The following diagram illustrates the lifespan of each request accepted by the algorithm, using the configuration defined in the previous section:

  1. The first two requests are accepted and the available quota is now 0.

    The quota increases to 1 after one second (the window size value) passes from request #1.

  2. Request #3 arrives.

    Because no quota is available, the request is queued for 499 milliseconds.

  3. Request #4 arrives.

    Because there still is no quota available, the request is queued for 499 milliseconds.

  4. Shortly before request #3 is retried, request #1 ages a second and its quota is released because it falls out of the window.

  5. Quota is now 1, and request #3 is reprocessed successfully.

    Quota returns to 0 until request #2 ages 1 second.

  6. Request #4 delay concludes and it must be reprocessed.

    Request #4 is rejected. Requests #2 and #3 have not aged a second yet and there is no quota available. Request #4 have no more delays.

  7. Request #5 arrives.

    Because request #2 has already aged more than a second, the request is accepted.

This example illustrates request delays and how queuing regulates spikes in traffic. In high-contention scenarios, the backend continues to function properly (it serves no more than X requests in the last Y milliseconds).

Users querying the API might still see their requests being served, but with higher latency. The exact configuration for the policy depends exclusively on your API and its throughput.


When does the sliding window start?

The window starts with the first request after the policy is successfully applied.

What type of window does the algorithm use?

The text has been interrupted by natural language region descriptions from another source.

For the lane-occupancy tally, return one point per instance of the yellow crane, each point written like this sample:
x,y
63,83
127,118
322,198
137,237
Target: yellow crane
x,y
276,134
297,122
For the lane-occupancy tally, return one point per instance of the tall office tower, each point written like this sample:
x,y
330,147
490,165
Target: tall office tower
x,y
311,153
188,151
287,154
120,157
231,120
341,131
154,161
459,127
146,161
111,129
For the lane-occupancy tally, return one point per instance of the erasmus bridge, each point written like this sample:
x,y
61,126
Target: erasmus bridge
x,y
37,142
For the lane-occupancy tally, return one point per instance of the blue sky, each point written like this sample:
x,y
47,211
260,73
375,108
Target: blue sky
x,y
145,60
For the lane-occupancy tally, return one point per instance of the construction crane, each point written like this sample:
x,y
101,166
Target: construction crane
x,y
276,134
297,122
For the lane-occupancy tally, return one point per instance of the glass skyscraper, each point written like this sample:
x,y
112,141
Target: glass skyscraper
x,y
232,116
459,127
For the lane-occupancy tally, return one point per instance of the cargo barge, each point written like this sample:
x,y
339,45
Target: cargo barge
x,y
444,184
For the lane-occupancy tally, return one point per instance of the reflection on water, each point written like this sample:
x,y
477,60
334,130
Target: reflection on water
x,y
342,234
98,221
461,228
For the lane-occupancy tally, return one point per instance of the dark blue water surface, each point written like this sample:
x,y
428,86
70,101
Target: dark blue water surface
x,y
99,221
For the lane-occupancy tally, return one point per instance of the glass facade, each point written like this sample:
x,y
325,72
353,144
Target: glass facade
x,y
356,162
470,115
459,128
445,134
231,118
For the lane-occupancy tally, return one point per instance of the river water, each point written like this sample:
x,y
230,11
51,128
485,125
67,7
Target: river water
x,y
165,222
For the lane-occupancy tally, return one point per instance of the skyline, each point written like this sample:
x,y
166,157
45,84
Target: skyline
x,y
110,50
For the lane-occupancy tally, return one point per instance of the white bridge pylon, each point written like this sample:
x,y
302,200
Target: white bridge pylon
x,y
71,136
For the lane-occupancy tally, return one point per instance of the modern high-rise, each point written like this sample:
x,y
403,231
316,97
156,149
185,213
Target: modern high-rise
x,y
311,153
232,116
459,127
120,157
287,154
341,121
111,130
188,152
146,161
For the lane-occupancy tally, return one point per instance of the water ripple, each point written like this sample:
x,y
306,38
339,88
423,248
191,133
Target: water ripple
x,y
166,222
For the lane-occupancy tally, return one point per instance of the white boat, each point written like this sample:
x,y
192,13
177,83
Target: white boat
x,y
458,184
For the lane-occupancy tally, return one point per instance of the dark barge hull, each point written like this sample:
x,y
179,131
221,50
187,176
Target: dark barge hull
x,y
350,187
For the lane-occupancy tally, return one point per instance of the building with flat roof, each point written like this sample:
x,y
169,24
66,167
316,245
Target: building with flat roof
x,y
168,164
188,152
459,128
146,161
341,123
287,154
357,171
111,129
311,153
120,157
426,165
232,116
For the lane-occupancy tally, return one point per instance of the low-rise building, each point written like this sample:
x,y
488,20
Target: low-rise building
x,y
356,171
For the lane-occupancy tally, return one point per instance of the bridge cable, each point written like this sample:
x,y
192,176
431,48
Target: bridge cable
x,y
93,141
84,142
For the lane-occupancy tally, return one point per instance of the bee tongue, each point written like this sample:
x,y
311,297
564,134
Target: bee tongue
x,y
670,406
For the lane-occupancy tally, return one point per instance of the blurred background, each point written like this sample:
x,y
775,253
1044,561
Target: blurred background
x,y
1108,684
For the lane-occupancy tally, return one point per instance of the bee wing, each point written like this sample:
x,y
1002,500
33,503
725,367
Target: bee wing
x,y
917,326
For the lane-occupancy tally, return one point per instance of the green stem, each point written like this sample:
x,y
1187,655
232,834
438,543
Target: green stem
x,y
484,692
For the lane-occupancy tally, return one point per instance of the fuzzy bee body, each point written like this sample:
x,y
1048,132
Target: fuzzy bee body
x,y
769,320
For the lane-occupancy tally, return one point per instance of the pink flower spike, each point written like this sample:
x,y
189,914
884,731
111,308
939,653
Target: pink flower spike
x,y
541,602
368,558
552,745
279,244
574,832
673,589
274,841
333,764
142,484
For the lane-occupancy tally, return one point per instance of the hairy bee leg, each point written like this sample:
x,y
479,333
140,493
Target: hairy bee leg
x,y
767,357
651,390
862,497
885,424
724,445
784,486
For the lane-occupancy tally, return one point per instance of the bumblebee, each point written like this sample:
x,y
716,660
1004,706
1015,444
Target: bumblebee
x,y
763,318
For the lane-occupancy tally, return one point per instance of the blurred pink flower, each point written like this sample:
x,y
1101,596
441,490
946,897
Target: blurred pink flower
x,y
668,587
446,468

The algorithm uses a sliding window that monitors transactions for the amount of time that you configure in the policy.

What happens when the quota is exhausted?

When the request quota is exhausted, the Spike Control policy queues the request and retries as configured. The request is rejected if no quota is remaining after several retries. Quota for other requests is available only after the first request exceeds the time limit configured in the policy; in this way, requests are processed in cycles.

Can I configure multiple windows?

No. The Spike Control policy ensures that the backend server does not serve more requests than it can handle. If you need accountability, use either Rate-Limiting SLA or Rate Limit policies instead.

What does each response header mean?

Each response header has information about the current state of the request:

  • X-Ratelimit-Remaining: The amount of quota currently available

  • X-Ratelimit-Limit: The maximum available requests per window

  • X-Ratelimit-Reset: The remaining time, in milliseconds, until the oldest request ages enough to fall outside of the sliding window.

    If quota is still available, the header is set to 0 (zero) because the algorithm can still serve new requests.

By default, the X-RateLimit headers are disabled in the response. You can enable these headers by selecting Expose Headers when you configure the policy.

When should I use Rate Limiting instead of Rate Limiting SLA or Spike Control?

Use Rate Limiting and Rate-Limiting SLA policies for accountability and to enforce a hard limit to a group (using the identifier in Rate Limiting) or to a client application (using Rate Limiting-SLA). If you want to protect your backend, use the Spike Control policy instead.